Les religieuses portent un regard et proposent un discours sur le corps amérindien en fonction de leur propre corps et de leur propre statut de religieuses missionnaires. Se dessine alors en creux leur propre système culturel référentiel. Le corps de l’autre, celui de l’autochtone, se donne à voir à travers l’expérience personnelle des religieuses, que celle-ci se soit déroulée dans les écoles résidentielles ou dans les missions par l’apport d’une offre de soins infirmiers, offrant ainsi un autre volet de la rencontre, au plus proche du corps de l’altérité. En qualité de surveillantes dans les pensionnats, les religieuses contribuent quotidiennement au travail d’érosion de l’identité corporelle autochtone ; en qualité d’infirmières, les religieuses témoignent d’une rencontre avec un monde où corps, croyances et champ social sont indissociables. Les discours des religieuses missionnaires nous entraînent alors dans des situations de mise en jeu du corps amérindien relevant d’une rencontre interculturelle complexe et prenant des formes diverses.

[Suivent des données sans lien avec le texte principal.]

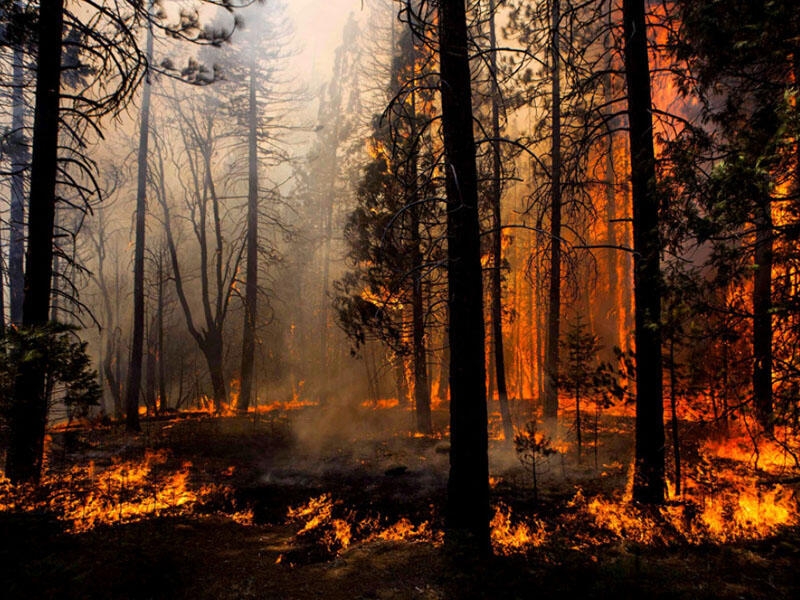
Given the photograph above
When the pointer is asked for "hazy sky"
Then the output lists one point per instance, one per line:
(319, 24)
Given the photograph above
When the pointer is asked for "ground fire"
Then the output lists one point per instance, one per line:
(398, 299)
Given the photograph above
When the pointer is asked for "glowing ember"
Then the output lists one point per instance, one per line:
(294, 404)
(381, 403)
(317, 514)
(125, 492)
(337, 533)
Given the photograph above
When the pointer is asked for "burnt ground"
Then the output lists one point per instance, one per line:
(371, 474)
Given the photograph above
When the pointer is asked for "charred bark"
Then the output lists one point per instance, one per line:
(550, 403)
(28, 410)
(762, 317)
(19, 162)
(468, 483)
(251, 265)
(648, 480)
(133, 389)
(496, 192)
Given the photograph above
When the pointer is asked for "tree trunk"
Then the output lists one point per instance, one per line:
(762, 317)
(648, 480)
(212, 350)
(673, 401)
(497, 240)
(162, 366)
(251, 267)
(468, 484)
(137, 335)
(28, 410)
(550, 404)
(19, 162)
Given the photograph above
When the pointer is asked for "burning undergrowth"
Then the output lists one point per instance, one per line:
(84, 497)
(327, 527)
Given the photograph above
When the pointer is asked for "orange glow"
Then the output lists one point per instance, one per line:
(336, 534)
(86, 497)
(381, 403)
(514, 538)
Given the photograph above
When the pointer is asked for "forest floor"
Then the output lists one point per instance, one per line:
(332, 502)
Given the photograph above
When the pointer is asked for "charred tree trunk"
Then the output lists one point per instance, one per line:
(554, 292)
(162, 365)
(28, 410)
(251, 266)
(497, 240)
(468, 484)
(673, 401)
(133, 389)
(762, 317)
(212, 350)
(422, 390)
(19, 162)
(648, 480)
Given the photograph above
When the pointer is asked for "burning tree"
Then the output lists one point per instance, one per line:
(395, 232)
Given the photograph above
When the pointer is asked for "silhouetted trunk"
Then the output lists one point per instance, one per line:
(762, 317)
(673, 401)
(137, 334)
(550, 404)
(468, 484)
(251, 266)
(497, 240)
(27, 417)
(19, 162)
(212, 350)
(150, 369)
(648, 480)
(422, 390)
(162, 365)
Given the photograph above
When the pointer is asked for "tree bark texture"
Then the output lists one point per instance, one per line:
(497, 241)
(762, 316)
(133, 389)
(468, 484)
(550, 404)
(28, 410)
(648, 481)
(251, 265)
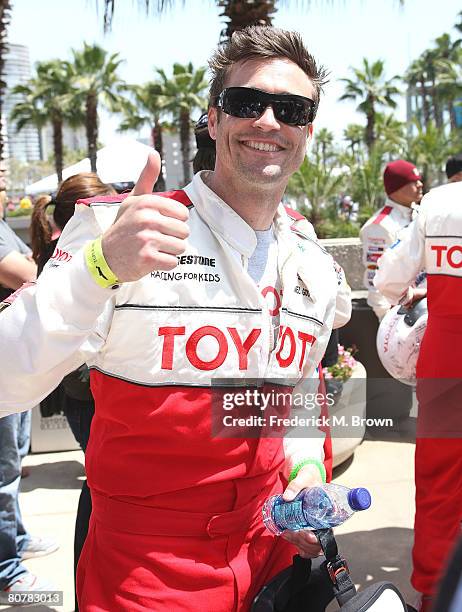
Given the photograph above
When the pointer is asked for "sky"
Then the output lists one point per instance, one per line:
(339, 33)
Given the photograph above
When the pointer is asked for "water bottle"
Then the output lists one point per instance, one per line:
(318, 507)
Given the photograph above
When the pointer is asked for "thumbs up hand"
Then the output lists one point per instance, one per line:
(150, 231)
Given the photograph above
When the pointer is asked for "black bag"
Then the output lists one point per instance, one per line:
(309, 586)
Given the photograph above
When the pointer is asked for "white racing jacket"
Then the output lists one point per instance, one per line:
(377, 234)
(433, 242)
(180, 331)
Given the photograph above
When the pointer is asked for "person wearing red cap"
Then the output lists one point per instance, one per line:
(433, 242)
(403, 186)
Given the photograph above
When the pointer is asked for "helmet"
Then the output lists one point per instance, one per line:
(399, 337)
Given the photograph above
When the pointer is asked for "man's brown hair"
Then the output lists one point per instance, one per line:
(263, 42)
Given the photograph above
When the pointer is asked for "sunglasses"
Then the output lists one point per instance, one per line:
(248, 103)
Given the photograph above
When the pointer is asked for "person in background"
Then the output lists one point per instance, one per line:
(454, 169)
(433, 242)
(16, 268)
(73, 393)
(403, 186)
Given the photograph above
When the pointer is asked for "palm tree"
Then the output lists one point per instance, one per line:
(392, 134)
(147, 108)
(450, 84)
(238, 13)
(429, 149)
(325, 139)
(317, 184)
(183, 94)
(417, 79)
(45, 100)
(96, 81)
(5, 8)
(366, 180)
(354, 135)
(371, 87)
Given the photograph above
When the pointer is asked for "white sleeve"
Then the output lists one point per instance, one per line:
(400, 264)
(54, 325)
(343, 305)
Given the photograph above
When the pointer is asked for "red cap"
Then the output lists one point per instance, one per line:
(399, 173)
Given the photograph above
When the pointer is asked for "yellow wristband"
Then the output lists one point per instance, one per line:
(98, 266)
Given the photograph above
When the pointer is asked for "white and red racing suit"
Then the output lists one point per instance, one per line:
(176, 522)
(377, 234)
(433, 242)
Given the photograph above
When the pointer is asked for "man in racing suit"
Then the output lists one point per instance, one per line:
(167, 326)
(403, 186)
(433, 242)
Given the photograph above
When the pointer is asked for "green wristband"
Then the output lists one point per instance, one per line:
(300, 464)
(98, 266)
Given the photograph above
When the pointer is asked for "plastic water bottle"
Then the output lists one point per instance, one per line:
(319, 507)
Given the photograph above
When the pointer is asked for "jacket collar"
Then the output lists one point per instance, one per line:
(221, 218)
(403, 211)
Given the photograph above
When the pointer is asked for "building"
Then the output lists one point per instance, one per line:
(24, 145)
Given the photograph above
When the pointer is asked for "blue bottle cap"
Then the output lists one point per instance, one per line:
(359, 498)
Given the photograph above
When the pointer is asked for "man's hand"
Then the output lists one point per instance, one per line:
(149, 232)
(306, 542)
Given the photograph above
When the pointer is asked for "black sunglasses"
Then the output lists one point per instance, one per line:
(248, 103)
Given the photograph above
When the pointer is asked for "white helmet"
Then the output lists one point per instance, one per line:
(399, 337)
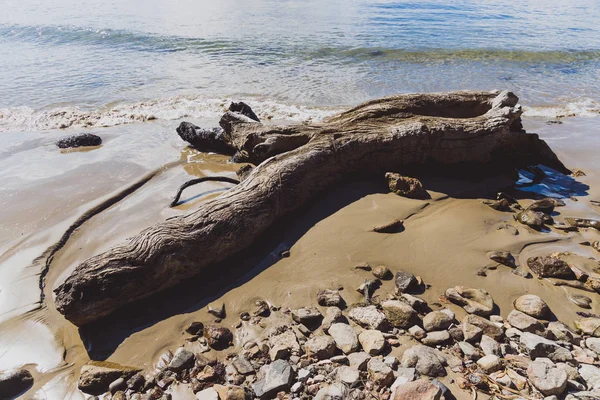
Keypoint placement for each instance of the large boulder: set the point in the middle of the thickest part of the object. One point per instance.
(546, 377)
(550, 267)
(474, 301)
(96, 376)
(533, 306)
(425, 360)
(79, 140)
(273, 378)
(14, 382)
(406, 186)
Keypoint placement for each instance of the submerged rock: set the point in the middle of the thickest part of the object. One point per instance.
(79, 140)
(550, 267)
(14, 382)
(474, 301)
(406, 186)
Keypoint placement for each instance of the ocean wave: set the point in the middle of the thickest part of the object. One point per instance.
(173, 108)
(197, 107)
(578, 108)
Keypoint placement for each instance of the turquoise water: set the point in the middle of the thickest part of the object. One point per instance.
(65, 62)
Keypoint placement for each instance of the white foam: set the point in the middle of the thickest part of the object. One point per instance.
(173, 108)
(580, 108)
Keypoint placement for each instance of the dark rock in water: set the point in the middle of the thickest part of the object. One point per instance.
(503, 257)
(80, 140)
(14, 382)
(406, 186)
(499, 205)
(243, 109)
(96, 376)
(204, 139)
(406, 282)
(391, 227)
(534, 219)
(550, 267)
(544, 205)
(583, 223)
(218, 337)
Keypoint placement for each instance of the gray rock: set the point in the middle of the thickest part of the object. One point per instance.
(359, 360)
(593, 344)
(539, 347)
(330, 298)
(436, 338)
(417, 332)
(437, 321)
(490, 363)
(182, 359)
(546, 377)
(320, 347)
(14, 382)
(421, 389)
(489, 346)
(243, 365)
(96, 376)
(524, 322)
(493, 330)
(379, 373)
(404, 375)
(533, 306)
(469, 351)
(368, 317)
(336, 391)
(382, 272)
(406, 282)
(117, 385)
(425, 360)
(474, 301)
(347, 375)
(550, 267)
(345, 337)
(415, 302)
(276, 377)
(372, 341)
(591, 375)
(207, 394)
(283, 345)
(307, 316)
(399, 314)
(332, 315)
(589, 326)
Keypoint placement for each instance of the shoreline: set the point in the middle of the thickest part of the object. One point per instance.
(319, 253)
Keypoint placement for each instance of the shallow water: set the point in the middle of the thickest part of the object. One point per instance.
(134, 60)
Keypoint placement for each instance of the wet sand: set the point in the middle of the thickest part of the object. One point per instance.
(445, 241)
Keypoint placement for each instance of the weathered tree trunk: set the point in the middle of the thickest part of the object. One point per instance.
(295, 164)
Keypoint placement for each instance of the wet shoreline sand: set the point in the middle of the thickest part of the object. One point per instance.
(445, 241)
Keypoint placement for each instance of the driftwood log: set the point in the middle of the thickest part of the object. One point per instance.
(294, 165)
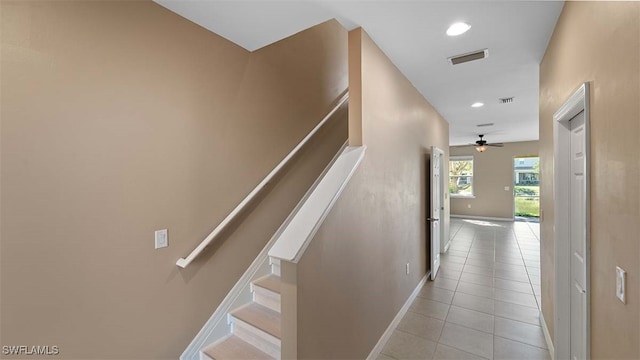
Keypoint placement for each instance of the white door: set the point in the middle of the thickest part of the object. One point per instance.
(437, 156)
(578, 242)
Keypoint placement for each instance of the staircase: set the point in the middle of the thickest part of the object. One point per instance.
(255, 327)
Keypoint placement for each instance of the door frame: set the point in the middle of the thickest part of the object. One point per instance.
(577, 102)
(436, 153)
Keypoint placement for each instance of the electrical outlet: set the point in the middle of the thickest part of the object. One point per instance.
(621, 279)
(161, 238)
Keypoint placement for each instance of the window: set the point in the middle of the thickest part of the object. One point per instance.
(461, 176)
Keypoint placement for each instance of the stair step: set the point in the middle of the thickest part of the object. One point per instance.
(275, 266)
(266, 292)
(260, 317)
(270, 282)
(235, 348)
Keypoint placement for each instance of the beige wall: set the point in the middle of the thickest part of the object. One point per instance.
(120, 118)
(351, 279)
(599, 42)
(492, 171)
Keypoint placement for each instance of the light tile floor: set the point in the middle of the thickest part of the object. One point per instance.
(484, 303)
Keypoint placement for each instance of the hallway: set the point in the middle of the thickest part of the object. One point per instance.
(484, 303)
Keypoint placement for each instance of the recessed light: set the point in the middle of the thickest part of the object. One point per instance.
(458, 29)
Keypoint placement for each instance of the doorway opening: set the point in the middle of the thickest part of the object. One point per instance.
(572, 291)
(526, 188)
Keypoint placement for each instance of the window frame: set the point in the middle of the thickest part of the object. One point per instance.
(471, 177)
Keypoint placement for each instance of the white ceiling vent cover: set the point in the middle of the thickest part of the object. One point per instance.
(472, 56)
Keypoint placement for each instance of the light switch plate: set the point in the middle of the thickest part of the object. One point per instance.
(621, 279)
(161, 238)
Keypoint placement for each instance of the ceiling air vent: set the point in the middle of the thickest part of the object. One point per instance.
(476, 55)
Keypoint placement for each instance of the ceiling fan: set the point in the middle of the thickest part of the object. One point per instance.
(481, 145)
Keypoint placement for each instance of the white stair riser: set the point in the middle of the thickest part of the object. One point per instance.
(266, 298)
(256, 337)
(275, 266)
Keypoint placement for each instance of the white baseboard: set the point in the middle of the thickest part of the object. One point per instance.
(481, 218)
(547, 337)
(394, 323)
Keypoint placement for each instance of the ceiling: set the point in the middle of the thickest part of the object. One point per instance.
(412, 34)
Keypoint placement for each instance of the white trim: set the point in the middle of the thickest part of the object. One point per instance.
(577, 102)
(488, 218)
(184, 262)
(547, 336)
(375, 352)
(296, 236)
(216, 327)
(456, 196)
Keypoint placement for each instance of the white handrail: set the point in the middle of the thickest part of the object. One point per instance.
(184, 262)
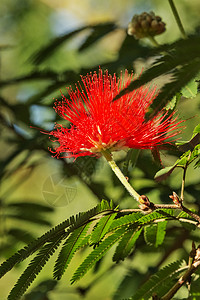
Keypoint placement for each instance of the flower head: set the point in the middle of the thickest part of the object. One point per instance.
(98, 123)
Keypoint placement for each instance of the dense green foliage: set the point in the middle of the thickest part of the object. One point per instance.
(151, 248)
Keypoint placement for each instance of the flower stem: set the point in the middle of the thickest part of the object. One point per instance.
(120, 175)
(177, 18)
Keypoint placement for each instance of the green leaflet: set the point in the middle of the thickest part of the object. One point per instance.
(72, 222)
(126, 244)
(190, 90)
(158, 214)
(71, 245)
(32, 247)
(97, 254)
(155, 234)
(160, 282)
(125, 220)
(101, 228)
(35, 267)
(192, 149)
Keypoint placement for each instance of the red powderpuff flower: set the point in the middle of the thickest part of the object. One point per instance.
(99, 123)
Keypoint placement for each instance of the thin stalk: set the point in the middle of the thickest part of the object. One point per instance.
(177, 18)
(120, 175)
(183, 183)
(153, 41)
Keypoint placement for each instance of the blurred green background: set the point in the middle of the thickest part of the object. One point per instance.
(38, 191)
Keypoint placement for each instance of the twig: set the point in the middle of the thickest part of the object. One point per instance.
(194, 264)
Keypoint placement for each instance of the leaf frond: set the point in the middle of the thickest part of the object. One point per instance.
(35, 267)
(97, 254)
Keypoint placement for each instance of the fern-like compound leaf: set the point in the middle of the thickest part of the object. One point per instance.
(160, 282)
(126, 244)
(97, 254)
(35, 267)
(101, 228)
(71, 245)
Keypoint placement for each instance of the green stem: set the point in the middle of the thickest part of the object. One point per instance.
(177, 18)
(153, 41)
(120, 175)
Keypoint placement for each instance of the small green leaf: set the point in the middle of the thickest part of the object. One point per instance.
(101, 228)
(71, 245)
(160, 234)
(97, 254)
(126, 244)
(164, 173)
(190, 90)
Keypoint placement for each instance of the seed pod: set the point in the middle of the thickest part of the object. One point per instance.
(145, 25)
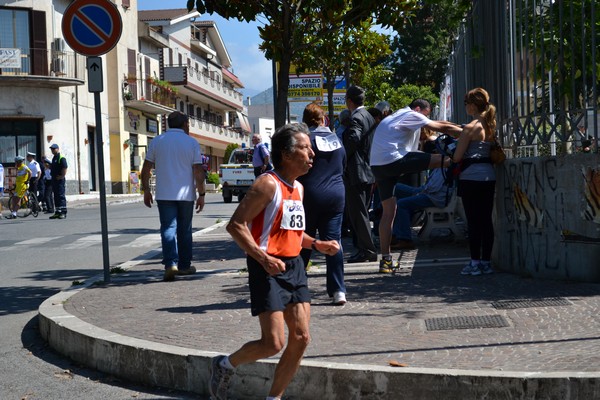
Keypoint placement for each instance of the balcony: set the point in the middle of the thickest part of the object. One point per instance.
(205, 130)
(41, 68)
(208, 84)
(149, 95)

Aujourd’hui encore, dans une période que l’on aime à considérer comme postcoloniale et où la Commission de vérité et réconciliation vient de rendre ses rapports et conclusions, les corps sont toujours au coeur des préoccupations. Les accusations de violences corporelles envers les enfants scolarisés dans les écoles résidentielles ne cessent d’agiter le débat public. La parole autochtone se libère et met ainsi à mal l’inaliénable corporalité des missionnaires. Dans cette « rencontre des deux mondes », les corps, de part et d’autre, ont beaucoup à exprimer.